Оптимисты думают, что их угонят в Германию. Другие настроены более мрачно, говорят о расстреле, о побеге. «Какой там побег?» — думает Поль. Эта затея кажется ему бессмысленной и совершенно невыполнимой.
Настаёт ночь. Не хватает места. Некоторые, и Поль в том числе, дремлют сидя, прислонившись спиной к стене.
Утренний свет затопляет залу. Поля допрашивает настоящий пруссак, каких редко встретишь на самом деле. Бритая голова, толстый затылок, круглые очки с железной оправой, голубые, словно стеклянные глаза. Эта ходячая карикатура держит в руках удостоверение, подделанное в подпольной типографии партизан–коммунистов. Отличное, кстати сказать, удостоверение, со штампом городской управы, вместе со всеми архивами сметённой с лица земли во время бомбардировки.
Но Полю так и не удаётся вспомнить год рождения, который стоит в документе. То ли 1920, то ли 1924. Он говорит неправильно. Офицер впивается в него своим блёклым взором и слушает, не подавая вида. Разволновавшийся студент или юнец, уклоняющийся от отправки в Германию? Кажется, что этот допрос — сущая формальность, и немцам без того забот хватает: городская управа гудит как улей, звонят телефоны, то и дело кого–то вызывают, отдают приказы.
Поля отпускают вместе с другими. Домой они отправляются пешком. Им приходится идти двадцать километров. Они охотно прошли бы и вдвое больше.
В Ньёр–ля–Фонтен их уже ждут. Встречают так, словно они вернулись с того света. Если верить тем, кто был с ним, всё это время с губ Поля не сходила принуждённая улыбка. «Это получалось само собой», — отвечает им Поль.
Снова опускается ночь. Приходит и последний из их группы. Его тоже отпустили, хотя, конечно, и не подумали извиниться за то, что избили прикладом.

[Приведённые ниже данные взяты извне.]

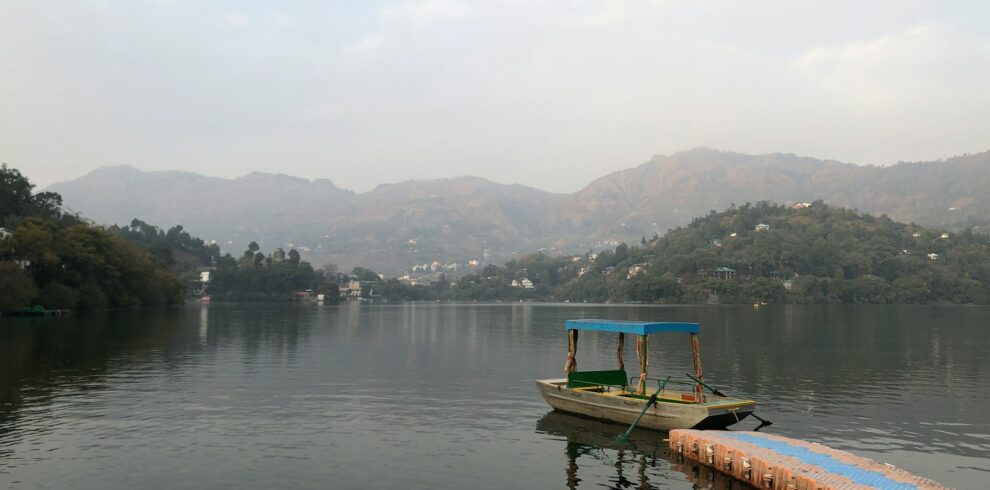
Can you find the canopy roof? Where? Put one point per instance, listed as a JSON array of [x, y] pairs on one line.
[[638, 328]]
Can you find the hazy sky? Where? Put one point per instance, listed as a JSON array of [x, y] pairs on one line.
[[550, 93]]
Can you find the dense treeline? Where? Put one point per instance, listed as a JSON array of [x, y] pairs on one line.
[[273, 277], [57, 260], [760, 252], [176, 247]]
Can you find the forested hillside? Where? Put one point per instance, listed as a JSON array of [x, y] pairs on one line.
[[762, 252], [56, 260], [395, 226]]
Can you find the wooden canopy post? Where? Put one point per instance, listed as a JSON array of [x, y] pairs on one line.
[[571, 365], [643, 352], [618, 351], [696, 351]]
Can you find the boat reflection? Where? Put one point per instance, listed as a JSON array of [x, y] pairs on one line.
[[645, 462]]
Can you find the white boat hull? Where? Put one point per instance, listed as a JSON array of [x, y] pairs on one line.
[[617, 406]]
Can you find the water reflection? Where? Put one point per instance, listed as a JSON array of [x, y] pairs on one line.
[[589, 447], [426, 395]]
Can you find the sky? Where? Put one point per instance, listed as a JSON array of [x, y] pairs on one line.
[[546, 93]]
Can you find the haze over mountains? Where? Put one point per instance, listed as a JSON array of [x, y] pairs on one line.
[[397, 225]]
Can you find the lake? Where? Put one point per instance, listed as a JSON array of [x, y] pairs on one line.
[[442, 395]]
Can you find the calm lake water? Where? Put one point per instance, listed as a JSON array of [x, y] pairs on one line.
[[442, 396]]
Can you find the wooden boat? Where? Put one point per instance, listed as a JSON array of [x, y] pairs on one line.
[[612, 395]]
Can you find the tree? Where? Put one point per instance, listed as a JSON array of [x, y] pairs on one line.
[[17, 289]]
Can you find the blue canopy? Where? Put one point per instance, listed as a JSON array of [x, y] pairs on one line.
[[638, 328]]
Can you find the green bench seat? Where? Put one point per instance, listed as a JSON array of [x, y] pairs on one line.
[[584, 379]]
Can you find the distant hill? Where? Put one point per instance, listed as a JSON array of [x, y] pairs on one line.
[[397, 225], [759, 252]]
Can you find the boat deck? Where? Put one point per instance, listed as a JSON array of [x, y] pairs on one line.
[[665, 396], [772, 461]]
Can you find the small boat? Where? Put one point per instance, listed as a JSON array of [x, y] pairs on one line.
[[612, 395]]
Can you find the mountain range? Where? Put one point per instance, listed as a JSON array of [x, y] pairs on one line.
[[454, 220]]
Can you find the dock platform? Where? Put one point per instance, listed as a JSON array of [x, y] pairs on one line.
[[776, 462]]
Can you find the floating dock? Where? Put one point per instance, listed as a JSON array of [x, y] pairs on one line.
[[777, 462]]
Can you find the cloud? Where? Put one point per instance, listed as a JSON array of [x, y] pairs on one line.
[[367, 47], [925, 61], [427, 11]]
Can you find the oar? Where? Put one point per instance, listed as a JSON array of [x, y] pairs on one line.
[[624, 438], [763, 422]]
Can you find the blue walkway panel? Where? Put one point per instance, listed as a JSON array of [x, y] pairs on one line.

Поль напряжённо думает; им чертовски повезло, что ими занималась армейская служба безопасности. Если бы они нарвались на гестапо или СС…
Дрожь пробрала Поля, когда он пришёл в себя. Вот что случается, когда дают волю подсознательному. Вовсе не любви он предавался в эти минуты, как, должно быть, предположил бы Фрейд. Ничего похожего. Скорее наоборот. Так что Фрейд вряд ли перевернётся в гробу. Поль всегда недоумённо пожимал плечами, когда слышал про Эрос или Танатос.
К несчастью, «мемо–2» одинаково эффективен, идёт ли речь о плохих или приятных воспоминаниях. Благодаря ему самый последний из кварков памяти постоянно находился в возбуждённом состоянии, вызывая в мозгу целую цепь реакций с использованием всей информации, которая была ранее в него заложена. Время переставало быть помехой, и искажений, вызванных частичным провалом памяти или притуплением чувств, не происходило. Не было и наложения новых воспоминаний, нарушающих чистоту первого впечатления. Не было жестокого вмешательства холодного разума, скептицизм которого, впрочем целительный, лишь затушёвывает очарование прожитых лет и вовсе не освещает того, что скрыто во тьме прошедшего.
В остальном, независимо от того, было ли то или иное событие, восстанавливаемое памятью, таким на самом деле, или память оживляла лишь наиболее яркие моменты прошлого, Поль вновь возвращался в то же положение, в каком оказывался в последний раз: вновь выплывали разногласия с Изабеллой относительно катастрофы, которая ожидает их в будущем.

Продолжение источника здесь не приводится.